痛いときに飲む鎮痛剤のオキノームを飲むが、すぐに効くわけでもないので痛みは徐々に増し目をぎゅっとつむってこらえている。
正座したほうが楽と言い、電動椅子の上に正座してお腹を自分でさする。
私は腰を両手でさする。オキオームが効いてくるといわれる30分以上たっても効いてくる気配がなくずっとさすり続ける。
看護士さんがベッドの方に移動させてくれてベッドに横になろうとするが、寝ると余計に痛くなると言ってまたベッドの上に正座する。
オキノームをもう1包飲み、私はまた腰をさする。
点滴を始めて2時間近くたった頃やっと痛みが治まりはじめ、ちょうどその頃さきほどの看護士さんが来て
「先生がご家族の方と先に話がしたいとおっしゃってるので診察室に行ってください。お母さんは私がみてますから。」と言う。
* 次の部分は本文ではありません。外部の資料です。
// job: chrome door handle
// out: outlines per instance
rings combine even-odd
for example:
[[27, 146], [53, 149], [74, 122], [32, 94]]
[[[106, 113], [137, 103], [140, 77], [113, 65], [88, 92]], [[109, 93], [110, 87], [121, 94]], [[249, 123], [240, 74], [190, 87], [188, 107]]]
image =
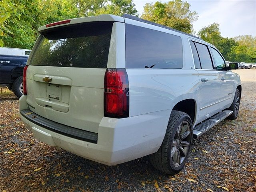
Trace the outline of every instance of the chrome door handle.
[[206, 82], [209, 80], [208, 78], [202, 78], [201, 79], [201, 81], [202, 81], [203, 82]]

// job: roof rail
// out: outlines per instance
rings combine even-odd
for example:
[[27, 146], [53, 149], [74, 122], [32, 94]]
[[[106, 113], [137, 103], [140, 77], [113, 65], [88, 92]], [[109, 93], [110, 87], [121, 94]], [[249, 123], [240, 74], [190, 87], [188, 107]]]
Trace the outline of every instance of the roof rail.
[[122, 16], [122, 17], [124, 18], [127, 18], [128, 19], [132, 19], [133, 20], [135, 20], [136, 21], [140, 21], [141, 22], [147, 23], [148, 24], [150, 24], [151, 25], [153, 25], [156, 26], [158, 26], [158, 27], [162, 27], [162, 28], [164, 28], [165, 29], [172, 30], [172, 31], [175, 31], [176, 32], [178, 32], [179, 33], [181, 33], [183, 34], [187, 35], [188, 36], [190, 36], [194, 38], [196, 38], [197, 39], [200, 39], [201, 40], [204, 40], [203, 39], [200, 38], [200, 37], [194, 36], [194, 35], [191, 35], [191, 34], [185, 33], [185, 32], [179, 31], [179, 30], [177, 30], [176, 29], [173, 29], [172, 28], [171, 28], [170, 27], [168, 27], [166, 26], [165, 26], [164, 25], [160, 25], [160, 24], [154, 23], [154, 22], [151, 22], [151, 21], [148, 21], [147, 20], [145, 20], [144, 19], [141, 19], [140, 18], [139, 18], [138, 17], [136, 17], [135, 16], [134, 16], [133, 15], [129, 15], [129, 14], [124, 14]]

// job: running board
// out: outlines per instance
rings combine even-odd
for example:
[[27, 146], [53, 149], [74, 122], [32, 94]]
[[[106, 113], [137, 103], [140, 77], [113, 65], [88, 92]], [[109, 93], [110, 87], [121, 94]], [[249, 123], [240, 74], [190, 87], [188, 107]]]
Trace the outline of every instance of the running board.
[[193, 129], [193, 137], [197, 138], [204, 133], [212, 127], [230, 115], [233, 112], [229, 110], [225, 110], [218, 113], [204, 122], [199, 124]]

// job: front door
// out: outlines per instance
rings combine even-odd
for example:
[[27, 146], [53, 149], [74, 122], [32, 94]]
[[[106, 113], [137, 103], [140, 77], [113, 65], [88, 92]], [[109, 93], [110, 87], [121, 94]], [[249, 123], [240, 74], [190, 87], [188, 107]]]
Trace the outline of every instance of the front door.
[[218, 72], [214, 69], [208, 46], [194, 41], [190, 43], [200, 81], [198, 123], [219, 112], [220, 80]]
[[215, 69], [218, 71], [220, 79], [219, 108], [223, 110], [229, 107], [233, 101], [234, 75], [229, 70], [225, 70], [226, 62], [217, 50], [211, 47], [211, 51], [214, 61]]

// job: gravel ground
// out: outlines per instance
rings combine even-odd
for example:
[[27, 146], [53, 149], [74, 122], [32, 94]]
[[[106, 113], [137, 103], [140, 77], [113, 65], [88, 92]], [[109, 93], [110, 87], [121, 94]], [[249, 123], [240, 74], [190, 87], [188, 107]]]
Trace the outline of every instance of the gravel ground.
[[256, 70], [235, 72], [242, 82], [238, 119], [194, 140], [185, 168], [174, 176], [155, 170], [146, 157], [108, 166], [40, 142], [21, 122], [18, 100], [2, 89], [0, 192], [256, 191]]

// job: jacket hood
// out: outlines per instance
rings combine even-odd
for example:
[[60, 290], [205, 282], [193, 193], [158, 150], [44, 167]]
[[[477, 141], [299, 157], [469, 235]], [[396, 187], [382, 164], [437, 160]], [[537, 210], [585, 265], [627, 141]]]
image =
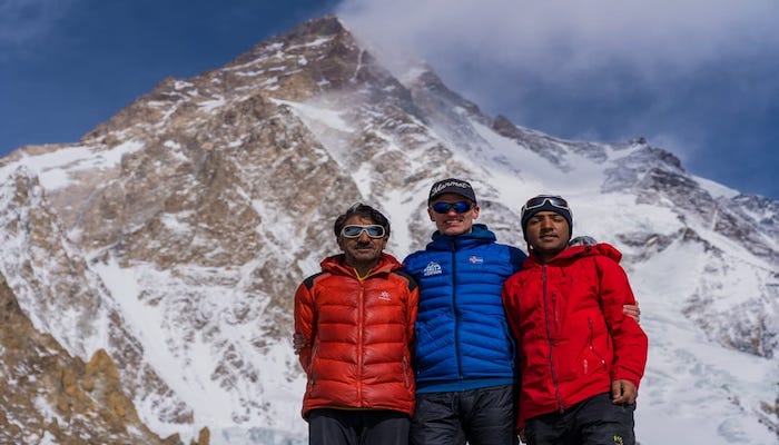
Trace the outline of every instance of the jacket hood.
[[[614, 263], [620, 263], [622, 259], [622, 253], [617, 250], [617, 248], [608, 243], [599, 243], [595, 245], [586, 246], [572, 246], [561, 251], [554, 258], [550, 259], [550, 265], [568, 263], [570, 260], [591, 256], [604, 256], [611, 258]], [[531, 266], [541, 266], [542, 263], [535, 255], [535, 251], [531, 249], [527, 261], [525, 261], [525, 268]]]
[[[322, 270], [329, 271], [332, 274], [348, 276], [355, 275], [354, 268], [346, 264], [346, 255], [344, 254], [329, 256], [323, 259], [319, 265], [322, 266]], [[378, 257], [378, 263], [371, 269], [371, 274], [368, 274], [368, 276], [376, 274], [388, 274], [400, 268], [401, 263], [397, 260], [397, 258], [389, 254], [382, 253], [382, 256]]]

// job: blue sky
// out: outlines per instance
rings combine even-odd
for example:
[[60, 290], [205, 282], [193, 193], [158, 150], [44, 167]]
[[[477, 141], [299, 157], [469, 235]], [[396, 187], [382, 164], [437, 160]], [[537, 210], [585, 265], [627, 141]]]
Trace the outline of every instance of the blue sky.
[[645, 137], [694, 175], [779, 199], [776, 0], [0, 0], [0, 155], [76, 141], [165, 77], [327, 12], [487, 115]]

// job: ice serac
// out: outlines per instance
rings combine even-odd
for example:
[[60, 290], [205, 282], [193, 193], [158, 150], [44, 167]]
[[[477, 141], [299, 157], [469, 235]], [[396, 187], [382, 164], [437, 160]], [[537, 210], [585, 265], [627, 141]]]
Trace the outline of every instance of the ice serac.
[[[430, 239], [430, 185], [456, 176], [503, 243], [524, 247], [520, 206], [556, 192], [574, 233], [624, 253], [651, 344], [641, 443], [689, 424], [691, 443], [776, 437], [777, 201], [691, 176], [642, 138], [544, 135], [483, 113], [428, 66], [388, 66], [328, 16], [161, 80], [78, 142], [0, 159], [0, 274], [29, 332], [61, 345], [61, 373], [103, 378], [81, 384], [108, 413], [83, 412], [85, 427], [304, 443], [293, 295], [337, 251], [334, 218], [381, 208], [403, 257]], [[14, 394], [3, 414], [20, 429], [63, 415]]]

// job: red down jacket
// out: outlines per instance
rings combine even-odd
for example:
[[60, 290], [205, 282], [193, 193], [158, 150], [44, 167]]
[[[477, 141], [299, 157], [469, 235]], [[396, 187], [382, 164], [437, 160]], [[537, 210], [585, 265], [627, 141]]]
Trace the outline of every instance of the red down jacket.
[[639, 387], [648, 339], [622, 314], [635, 298], [621, 257], [608, 244], [569, 247], [546, 264], [531, 255], [504, 284], [522, 378], [517, 427], [608, 393], [615, 379]]
[[306, 346], [308, 375], [303, 417], [315, 408], [414, 413], [411, 343], [420, 293], [387, 254], [357, 279], [343, 255], [325, 258], [322, 273], [295, 294], [295, 333]]

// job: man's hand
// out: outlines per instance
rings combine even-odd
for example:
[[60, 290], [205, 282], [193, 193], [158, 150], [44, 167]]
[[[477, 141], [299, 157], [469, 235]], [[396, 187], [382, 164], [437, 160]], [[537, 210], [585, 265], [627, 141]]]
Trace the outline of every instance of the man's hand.
[[295, 355], [300, 354], [300, 349], [306, 347], [306, 337], [303, 334], [295, 333], [293, 335], [293, 348], [295, 349]]
[[635, 305], [623, 305], [622, 306], [622, 314], [634, 319], [635, 323], [641, 323], [641, 309], [639, 309], [638, 301], [635, 303]]
[[639, 390], [628, 380], [614, 380], [611, 383], [611, 402], [617, 405], [630, 405], [635, 402]]

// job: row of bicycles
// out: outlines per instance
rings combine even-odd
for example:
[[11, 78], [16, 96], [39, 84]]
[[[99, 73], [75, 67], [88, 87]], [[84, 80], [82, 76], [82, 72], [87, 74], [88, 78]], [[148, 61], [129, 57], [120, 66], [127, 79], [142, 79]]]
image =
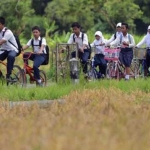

診察室に入ると先生はCTの映像を前回、今回とパソコンの画面に並べてみせる。
「右が前回、左が今回の映像です。」
私は大きく息を吸い込む。そのあとの言葉が出てこない。
写真は素人でも明らかにわかるほど癌の進行を映し出していた。
肝臓に水玉模様のように点々とあった腫瘍のひとつひとつの大きさが3倍以上になっていて水玉ではなくまだら模様のようになっている。
「すい臓はこちらなんですけど」先生は映像の場所を移動させる。
「これも大きくなっています。」確かにそれも前回の3分の4倍くらいに増長しているのがわかる。
「これは抗がん剤が効かなかった、ということです。
これ以上効かない治療をしてもデメリットしかありませんのでこれからは緩和ケアでなるべく痛みを取り除く治療に移りたいと思います。」
「わかりました。よろしくお願いします。」と言うのがやっとで、覚悟していたこととはいえ動揺がおさまらない。
ちょうどその時、その日は別の病院に出張していた弟が戻り診察室に顔を出した。
先生は弟に同じ写真を見せPDですね、と言う。
弟はあー、間違いなくPDですと言い、私はその専門用語は何のことだろうとぼんやり考える。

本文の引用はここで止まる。